SSHCommand: Cannot connect, status is TCP_CONNECTION_FAILURE.

mohitrao2007 · ‎10-02-2018

Hi All,

I am trying to Run SSH Command (hostname) using Custom SSH Activity. Only Credential tag, command and target is added in the activity. When I click test inputs, I am getting below error.

errorMessages": "SSHCommand: Cannot connect, status is TCP_CONNECTION_FAILURE. Failed to connect TCP: Connection timed out: no further information: \n",

I have tested the Credentials to run on same MID Server ( I have only one MID Server and that is the Default Server for Orchestration), target server and Port 22 and the credentials are Validated. I have also tried using snc probe and triggered the same commands using same tag and it is working fine. Only Orchestration activity is showing the error.

Can anyone please help!

tim_broberg · ‎10-02-2018

Well, that's just really odd.

There is a problem where we just randomly get TCP connect issues (PRB1297648), but it's fairly rare and really sporadic. This doesn't sound sporadic at all.

I have seen a case where a workflow triggered discovery, the port scan of discovery triggered a security tool (OSSEC) which put up an iptables rule to block the mid server for 10 minutes, then the workflow couldn't get in anymore. If there's a discovery in your workflow, this is probably it. If not...

Some experiments to try:

Try try again - Wait 10 minutes from your previous activity run. Go find the ecc_queue output with the probe from your activity. Rerun it. Does the ecc_queue input reproduce the problem? If not, it just might be OSSEC-like activity that kept you out before. In that case, try running the activity again, watch it fail, and immediately try to connect to the target from your usual ssh client on the mid. If that fails, go look at the iptables rules on the target for specific persecution of your mid server.
Scissors - Squint (menacingly) at the ecc_queue record from your activity and the one from your SncProbe experiment. What's different? Tweak the SncProbe one to be more like the activity one in the most obvious difference and see if it starts failing. Keep making them more similar until the one that works fails or the one that fails works. (If you get them to be the same and the one that works still works and the one that fails still fails, you are entitled to an immediate long lunch break with beverage of your choice.) Once you identify what the discriminant is between the two, think really hard about why that would matter.
Wall of text - Set mid.ssh.debug = true on your mid server. Reproduce the failure. Go to agent/logs/agent0.log.0, search for "Using SNC SSH" until you get to a time stamp that matches when you reran your probe, and wade in. How far do we get before the TCP error? One would think not far at all, but if we start getting protocol strings and kexinit, then it's weirder than we think.
Reload - Reload the credentials. We're getting into desperation measures by now. Touch any credential on the instance or send a SystemCommand probe to the mid with source = credentials_reload.
Restart - Just restart the mid. If you're feeling kind, collect a JVM heap dump first. If this resolves the problem, we may be able to figure out what it was after the fact if we have a dump to work from. At that point, I would think it would be something like session cache corruption of some kind, but who knows.

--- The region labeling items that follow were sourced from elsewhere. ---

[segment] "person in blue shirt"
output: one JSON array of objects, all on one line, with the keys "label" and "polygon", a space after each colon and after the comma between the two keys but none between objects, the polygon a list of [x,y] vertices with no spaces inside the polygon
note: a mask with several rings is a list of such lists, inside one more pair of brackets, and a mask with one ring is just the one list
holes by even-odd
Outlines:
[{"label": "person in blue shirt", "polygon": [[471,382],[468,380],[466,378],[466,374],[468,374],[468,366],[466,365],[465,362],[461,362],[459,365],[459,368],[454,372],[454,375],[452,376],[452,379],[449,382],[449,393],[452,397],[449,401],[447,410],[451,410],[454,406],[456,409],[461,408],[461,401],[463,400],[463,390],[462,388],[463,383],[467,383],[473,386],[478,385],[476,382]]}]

If all else fails, just open an incident and we'll sort it out one way or another.

Best of luck, and we're here for you,
- Tim.

mohitrao2007 · ‎10-05-2018

Have tried Point No 1 and 2. no luck. On Point 2, tried with the same payload of one which works and still failing.

tim_broberg · ‎10-06-2018

Well, since it is a TCP connection issue, maybe we can at least figure out who's shunning whom by watching with tcpdump or wireshark and see how far they're getting in the handshake?

What version are you running?

At this point, I think it would be instructive to set mid.ssh.debug = true on your mid, run a probe that works, run a probe that fails, collect agent/logs/agent0.log.0 (and agent0.log.1 if you have to to get the whole experiment into the logs), and then we squint at the logs to try to figure out what's different between the two.

If you're not feeling heroic, create an incident, attach the log, and we'll parse them and figure out what's going on.

If you are feeling heroic, by all means, go for it, and we can talk about what you find.
- Tim.

Rachna S · ‎11-12-2020

Hi @mohitrao2007

I know this is really old. But been seeing the same error on our side in the flow designer though. Can you please tell me how'd you manage to resolve it and what was the root cause ?